CREATE TABLE IF NOT EXISTS test_db.example_list_tbl1
(
`user_id` LARGEINT NOT NULL COMMENT "The user ID",
`date` DATE NOT NULL COMMENT "The date on which data is imported to the table",
`timestamp` DATETIME NOT NULL COMMENT "The time when data is imported to the table",
`city` VARCHAR(20) NOT NULL COMMENT "The city in which the user resides",
`age` SMALLINT COMMENT "The age of the user",
`sex` TINYINT COMMENT "The gender of the user",
`last_visit_date` DATETIME REPLACE DEFAULT "1970-01-01 00:00:00" COMMENT "The last time when the user paid a visit",
`cost` BIGINT SUM DEFAULT "0" COMMENT "The amount of money that the user spends",
`max_dwell_time` INT MAX DEFAULT "0" COMMENT "The maximum dwell time of the user",
`min_dwell_time` INT MIN DEFAULT "99999" COMMENT "The minimum dwell time of the user"
)
ENGINE=olap
AGGREGATE KEY(`user_id`, `date`, `timestamp`, `city`, `age`, `sex`)
PARTITION BY LIST(`city`)
(
PARTITION `p_cn` VALUES IN ("Beijing", "Shanghai", "Hong Kong"),
PARTITION `p_usa` VALUES IN ("New York", "San Francisco"),
PARTITION `p_jp` VALUES IN ("Tokyo")
)
DISTRIBUTED BY HASH(`user_id`) BUCKETS 16;
After the test_table1
table is created, the following three partitions are automatically created:
p_cn: ("Beijing", "Shanghai", "Hong Kong")

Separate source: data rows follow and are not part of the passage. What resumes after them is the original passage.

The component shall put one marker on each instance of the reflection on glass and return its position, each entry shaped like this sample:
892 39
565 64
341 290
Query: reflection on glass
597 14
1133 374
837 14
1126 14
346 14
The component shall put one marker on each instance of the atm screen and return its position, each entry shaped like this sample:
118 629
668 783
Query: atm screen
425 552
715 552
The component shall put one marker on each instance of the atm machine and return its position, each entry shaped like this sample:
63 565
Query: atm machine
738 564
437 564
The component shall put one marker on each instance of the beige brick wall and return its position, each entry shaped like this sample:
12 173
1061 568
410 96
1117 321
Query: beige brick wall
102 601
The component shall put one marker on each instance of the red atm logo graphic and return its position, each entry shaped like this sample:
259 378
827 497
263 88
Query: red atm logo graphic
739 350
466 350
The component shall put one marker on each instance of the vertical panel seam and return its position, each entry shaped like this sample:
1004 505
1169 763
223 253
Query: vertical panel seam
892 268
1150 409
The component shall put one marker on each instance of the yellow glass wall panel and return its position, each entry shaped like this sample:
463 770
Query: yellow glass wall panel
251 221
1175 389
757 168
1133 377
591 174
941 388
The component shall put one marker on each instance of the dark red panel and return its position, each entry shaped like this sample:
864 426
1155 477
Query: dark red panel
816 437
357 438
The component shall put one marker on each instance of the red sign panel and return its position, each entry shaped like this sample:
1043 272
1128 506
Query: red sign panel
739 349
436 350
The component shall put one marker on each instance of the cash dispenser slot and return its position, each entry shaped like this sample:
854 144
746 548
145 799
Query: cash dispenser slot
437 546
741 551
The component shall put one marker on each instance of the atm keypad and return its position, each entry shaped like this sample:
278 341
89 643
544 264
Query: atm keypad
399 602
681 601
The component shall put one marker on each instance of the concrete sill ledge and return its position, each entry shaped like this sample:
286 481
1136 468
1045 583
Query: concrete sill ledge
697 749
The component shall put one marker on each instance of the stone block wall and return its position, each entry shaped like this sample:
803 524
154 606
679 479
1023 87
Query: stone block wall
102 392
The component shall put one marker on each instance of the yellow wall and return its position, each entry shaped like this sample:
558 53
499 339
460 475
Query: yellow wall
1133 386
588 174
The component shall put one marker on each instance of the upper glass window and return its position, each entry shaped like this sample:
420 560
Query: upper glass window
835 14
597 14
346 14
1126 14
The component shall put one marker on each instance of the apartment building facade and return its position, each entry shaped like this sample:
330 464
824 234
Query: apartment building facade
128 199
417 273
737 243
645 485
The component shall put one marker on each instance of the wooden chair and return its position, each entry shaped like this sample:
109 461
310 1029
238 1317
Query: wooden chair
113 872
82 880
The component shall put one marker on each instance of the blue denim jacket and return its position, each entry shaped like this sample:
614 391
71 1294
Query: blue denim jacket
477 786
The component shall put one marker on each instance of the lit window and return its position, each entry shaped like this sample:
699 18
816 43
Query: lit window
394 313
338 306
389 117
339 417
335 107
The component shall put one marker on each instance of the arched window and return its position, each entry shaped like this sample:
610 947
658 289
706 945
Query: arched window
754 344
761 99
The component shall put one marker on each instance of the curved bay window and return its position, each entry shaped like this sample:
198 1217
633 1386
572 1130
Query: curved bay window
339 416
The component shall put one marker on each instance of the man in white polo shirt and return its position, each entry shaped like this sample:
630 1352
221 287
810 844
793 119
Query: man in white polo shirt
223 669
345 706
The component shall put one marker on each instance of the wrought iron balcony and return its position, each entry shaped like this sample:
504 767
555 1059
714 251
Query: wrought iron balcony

p_usa: ("New York", "San Francisco")
p_jp: ("Tokyo")
Execute the `p_uk` VALUES IN ("London")
statement to create a partition. The following sample code shows the partitioning results:
p_cn: ("Beijing", "Shanghai", "Hong Kong")
p_usa: ("New York", "San Francisco")
p_jp: ("Tokyo")
p_uk: ("London")
Delete the p_jp
partition. The following sample code shows the partitioning results:
p_cn: ("Beijing", "Shanghai", "Hong Kong")
p_usa: ("New York", "San Francisco")
p_uk: ("London")
Multiple-column partitioning
When you create partitions for a table, you can partition data based on multiple columns. The following sample code provides an example:
PARTITION BY LIST(`id`, `city`)
(
PARTITION `p1_city` VALUES IN (("1", "Beijing"), ("1", "Shanghai")),
PARTITION `p2_city` VALUES IN (("2", "Beijing"), ("2", "Shanghai")),
PARTITION `p3_city` VALUES IN (("3", "Beijing"), ("3", "Shanghai"))
)
In this example, the id
and city
columns are specified as partition key columns. The id column is of the INT type, and the city column is of the VARCHAR type. The following sample code shows the partitioning results:
* p1_city: [("1", "Beijing"), ("1", "Shanghai")]
* p2_city: [("2", "Beijing"), ("2", "Shanghai")]
* p3_city: [("3", "Beijing"), ("3", "Shanghai")]
When you insert data, the system compares the data with the specified partition key values in sequence to determine the partition into which data is inserted. The following sample code provides an example:
* Data ---> Partition
* 1, Beijing ---> p1_city
* 1, Shanghai ---> p1_city
* 2, Shanghai ---> p2_city
* 3, Beijing ---> p3_city
* 1, Tianjin ---> Failed to be imported.
* 4, Beijing ---> Failed to be imported.